LONDON, Ontario (AP) — South Korea's Kim Yu-na reminded everyone of what they'd been missing on Thursday, winning the short program in her first appearance at the World Figure Skating Championships since 2011.

Kim showed no signs of rust or nerves, performing with the same elegance and class that won her the Olympic gold in Vancouver — and pretty much every other title the two years before that. With a score of 69.97, she's more than three points ahead of defending world champion Carolina Kostner (66.86) and Kanako Murakami of Japan (66.64) going into Saturday's free skate.

"When I first heard the score, I was a little bit surprised," Kim said. "My first thought was probably the spin wasn't good enough, maybe I got a downgrade for that. But that wasn't the case. Yes, I was a little surprised. But I know I tried my best so I have no regrets."
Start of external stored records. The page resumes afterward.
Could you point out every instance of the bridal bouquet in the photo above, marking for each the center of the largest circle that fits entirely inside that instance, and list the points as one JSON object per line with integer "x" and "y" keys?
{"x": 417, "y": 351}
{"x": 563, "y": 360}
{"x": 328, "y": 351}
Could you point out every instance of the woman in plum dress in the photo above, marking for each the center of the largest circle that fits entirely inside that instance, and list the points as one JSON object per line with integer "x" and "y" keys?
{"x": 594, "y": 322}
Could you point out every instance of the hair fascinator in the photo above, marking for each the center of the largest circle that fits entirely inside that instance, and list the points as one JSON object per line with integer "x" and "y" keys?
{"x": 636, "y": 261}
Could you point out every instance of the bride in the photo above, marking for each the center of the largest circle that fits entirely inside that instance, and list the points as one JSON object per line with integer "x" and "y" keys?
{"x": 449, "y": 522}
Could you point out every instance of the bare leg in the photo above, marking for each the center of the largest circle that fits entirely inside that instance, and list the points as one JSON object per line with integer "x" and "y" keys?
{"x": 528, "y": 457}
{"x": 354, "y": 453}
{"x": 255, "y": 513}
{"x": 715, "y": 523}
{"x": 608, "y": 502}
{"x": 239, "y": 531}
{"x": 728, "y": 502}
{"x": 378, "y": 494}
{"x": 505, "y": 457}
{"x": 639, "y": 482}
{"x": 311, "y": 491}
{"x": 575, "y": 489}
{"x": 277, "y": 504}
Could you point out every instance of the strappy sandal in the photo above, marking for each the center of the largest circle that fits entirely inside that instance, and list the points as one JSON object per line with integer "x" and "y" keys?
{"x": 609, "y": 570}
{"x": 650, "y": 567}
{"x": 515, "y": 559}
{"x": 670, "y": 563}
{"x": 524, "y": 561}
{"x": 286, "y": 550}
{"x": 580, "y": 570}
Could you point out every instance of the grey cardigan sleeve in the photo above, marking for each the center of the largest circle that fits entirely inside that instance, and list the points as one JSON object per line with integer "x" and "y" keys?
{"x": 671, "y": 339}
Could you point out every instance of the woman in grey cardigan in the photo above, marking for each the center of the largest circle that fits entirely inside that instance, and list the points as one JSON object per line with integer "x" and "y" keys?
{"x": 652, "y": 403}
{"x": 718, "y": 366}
Nor should she. Only two other active skaters have scored higher in their entire careers than Kim did, one being longtime rival Mao Asada at last month's Four Continents (74.49).

Asada landed her trademark triple axel — judges gave it to her even though replays showed it clearly was two-footed. But she's in sixth, one spot behind U.S. champion Ashley Wagner, after botching her jump combination and popped her triple loop into a single. The Russian phenoms didn't deliver on their promise, with Adelina Sotnikova faltering on her jump combination and Elizaveta Tuktamysheva flopping to the ice after losing an edge on her flying spin.

Gracie Gold is ninth, giving the Americans hope of regaining a third spot at next year's Sochi Olympics. Wagner and Gold need to finish with a combined placement of 13 or better — fifth and eight, say.

The free skate is Saturday.

No female skater had a run quite like Kim did from 2009 through the Vancouver Olympics. She won all but one competition, usually in breathtaking fashion. Did it while carrying the hopes of an entire nation, too. South Korea had never won an Olympic medal, let alone gold, in a sport other than speedskating at the Winter Games, and "Queen Yu-na" was treated like royalty. But she handled the expectations flawlessly, coming as close to perfection in Vancouver as anyone ever has. The records she set in the short program, free skate and overall score still stand, with no one even coming close.

"After the Olympics, I felt empty because I had achieved my goal," Kim said.

After competing at the 2010 and 2011 world championships, where she was second both times, she decided to take a break. After spending most of the previous five years in Toronto and Los Angeles, she returned home. She skated in shows and helped Pyeongchang in its winning bid for the 2018 Winter Olympics. While she didn't rule out Sochi, it didn't seem likely, either.

Then, last summer, she announced her return.

Comebacks in figure skating are notoriously harsh, and not even an Olympic gold medal can protect against gravity, injuries and the pace of progress. For every Evgeni Plushenko or Gordeeva and Grinkov, there are dozens more failures.

"It's really hard to prepare your physical and mental status," Kim acknowledged. "It wasn't an easy to decision to make, but I made it and now I'm just focused to be back."

Actually, it was like old times.

What makes Kim so special is how smooth and effortless she makes everything look. Triple-triple jump combinations take so much strength and effort that you know when most women are going to do them because the lead-in is so lengthy. For Kim, her triple lutz-triple toe combo was simply another element, done as easily as another step or turn. She had an edge call on her triple flip, a minor flaw, but the jump itself was gorgeous as she floated in the air for the briefest of moments before starting to turn.

Even her landings were gorgeous. Rather than scratching the ice, she glided along like a pebble skipped across the water.

But just as it was in the olden days, it was Kim's presentation that was particularly exquisite. She doesn't simply feel music, it's part of her soul. She acknowledged each nuance of music with every inch of her body: a soft tilt of her head, a brush of her fingertips and, of course, that penetrating gaze.

Her only "flaw" was with her spins. The first two got level threes, one below the maximum. Most skaters would have taken that gladly — she got positive grades of execution on both — but for Kim, perfection was, and still is, the norm.

"Other than that first spin, I felt great," Kim said. "Because I gave my best, I would give myself the full 100 percent."